Seeing Radio: From Zero RF Priors to Explainable Modulation Recognition with Vision Language Models
/ Authors
/ Abstract
Current RF machine-learning pipelines rely on task-specific deep networks for modulation classification and related tasks, but these models require custom architectures and labeled datasets for each problem, generalize poorly across channel conditions and SNRs, and offer little interpretability. In contrast, modern multimodal large language models (MLLMs) can integrate heterogeneous visual and textual data and exhibit strong cross-domain generalization and explanation capabilities.

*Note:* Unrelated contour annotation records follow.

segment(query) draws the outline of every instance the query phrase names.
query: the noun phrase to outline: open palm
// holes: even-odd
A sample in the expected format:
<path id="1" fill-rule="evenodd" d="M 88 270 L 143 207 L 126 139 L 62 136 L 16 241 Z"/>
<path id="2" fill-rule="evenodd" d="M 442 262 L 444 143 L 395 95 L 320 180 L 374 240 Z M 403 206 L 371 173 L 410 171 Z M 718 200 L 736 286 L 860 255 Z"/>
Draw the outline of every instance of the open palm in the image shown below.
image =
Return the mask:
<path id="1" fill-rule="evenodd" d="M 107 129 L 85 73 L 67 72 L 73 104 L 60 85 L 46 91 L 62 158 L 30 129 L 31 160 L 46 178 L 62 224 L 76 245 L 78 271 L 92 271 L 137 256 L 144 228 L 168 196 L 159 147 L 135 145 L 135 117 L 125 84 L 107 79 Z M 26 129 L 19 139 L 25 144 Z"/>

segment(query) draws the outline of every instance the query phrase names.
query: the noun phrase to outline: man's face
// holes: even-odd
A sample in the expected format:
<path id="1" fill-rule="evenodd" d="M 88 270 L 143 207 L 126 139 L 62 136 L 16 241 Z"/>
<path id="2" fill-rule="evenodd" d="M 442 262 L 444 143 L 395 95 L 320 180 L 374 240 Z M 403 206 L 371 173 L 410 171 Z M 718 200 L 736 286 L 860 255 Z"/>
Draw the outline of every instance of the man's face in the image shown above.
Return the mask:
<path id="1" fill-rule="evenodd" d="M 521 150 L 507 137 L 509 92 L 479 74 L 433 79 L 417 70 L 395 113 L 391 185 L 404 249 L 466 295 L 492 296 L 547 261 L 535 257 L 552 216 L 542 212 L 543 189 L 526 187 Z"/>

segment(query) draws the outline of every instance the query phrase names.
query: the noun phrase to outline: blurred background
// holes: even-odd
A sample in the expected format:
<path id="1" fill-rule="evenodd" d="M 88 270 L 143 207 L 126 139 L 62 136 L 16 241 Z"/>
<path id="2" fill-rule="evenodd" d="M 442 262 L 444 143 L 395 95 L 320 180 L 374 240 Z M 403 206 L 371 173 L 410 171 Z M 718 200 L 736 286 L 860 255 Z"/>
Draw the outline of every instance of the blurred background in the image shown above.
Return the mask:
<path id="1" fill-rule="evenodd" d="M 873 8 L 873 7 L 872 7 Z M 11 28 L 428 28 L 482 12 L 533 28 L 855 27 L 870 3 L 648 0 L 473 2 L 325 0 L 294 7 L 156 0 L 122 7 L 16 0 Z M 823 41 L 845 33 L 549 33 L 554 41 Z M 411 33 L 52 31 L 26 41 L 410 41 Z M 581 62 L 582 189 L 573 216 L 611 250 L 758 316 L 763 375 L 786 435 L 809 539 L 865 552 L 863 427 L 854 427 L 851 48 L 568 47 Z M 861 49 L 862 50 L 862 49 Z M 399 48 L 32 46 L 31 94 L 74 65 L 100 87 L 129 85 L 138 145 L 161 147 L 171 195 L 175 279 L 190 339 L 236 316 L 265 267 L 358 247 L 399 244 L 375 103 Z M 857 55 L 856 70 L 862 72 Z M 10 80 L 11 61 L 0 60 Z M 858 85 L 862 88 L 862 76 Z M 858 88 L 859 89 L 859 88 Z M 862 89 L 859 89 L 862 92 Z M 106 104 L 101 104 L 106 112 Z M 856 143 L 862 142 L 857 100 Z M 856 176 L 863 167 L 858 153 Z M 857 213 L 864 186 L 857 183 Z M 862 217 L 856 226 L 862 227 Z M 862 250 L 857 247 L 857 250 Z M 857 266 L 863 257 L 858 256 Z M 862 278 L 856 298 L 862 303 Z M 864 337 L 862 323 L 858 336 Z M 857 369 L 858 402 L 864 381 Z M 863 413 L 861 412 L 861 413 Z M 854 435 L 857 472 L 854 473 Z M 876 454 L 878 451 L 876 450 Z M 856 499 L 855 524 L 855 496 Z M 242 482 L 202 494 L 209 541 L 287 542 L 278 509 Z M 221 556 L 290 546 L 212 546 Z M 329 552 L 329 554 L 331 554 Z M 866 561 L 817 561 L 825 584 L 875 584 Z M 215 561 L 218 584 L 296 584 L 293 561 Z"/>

Our goal in this work is to explore whether vision-language models (VLMs) can be adapted to directly perceive RF signals and reason about modulation patterns without redesigning their architectures or injecting RF-specific inductive biases. To achieve this, we convert complex IQ streams into time-series, spectrogram, and joint RF visualizations, build a 57-class RF visual question answering benchmark, and show that lightweight parameter-efficient fine-tuning can enhance the accuracy of a general-purpose VLM from around 10% to nearly 90%, while ensuring robustness to noise and out-of-vocabulary modulations and the ability to produce human-readable rationales. The obtained results show that combining RF-to-image conversion with promptable VLMs provides a scalable and practical foundation for RF-aware AI systems in future 6G networks.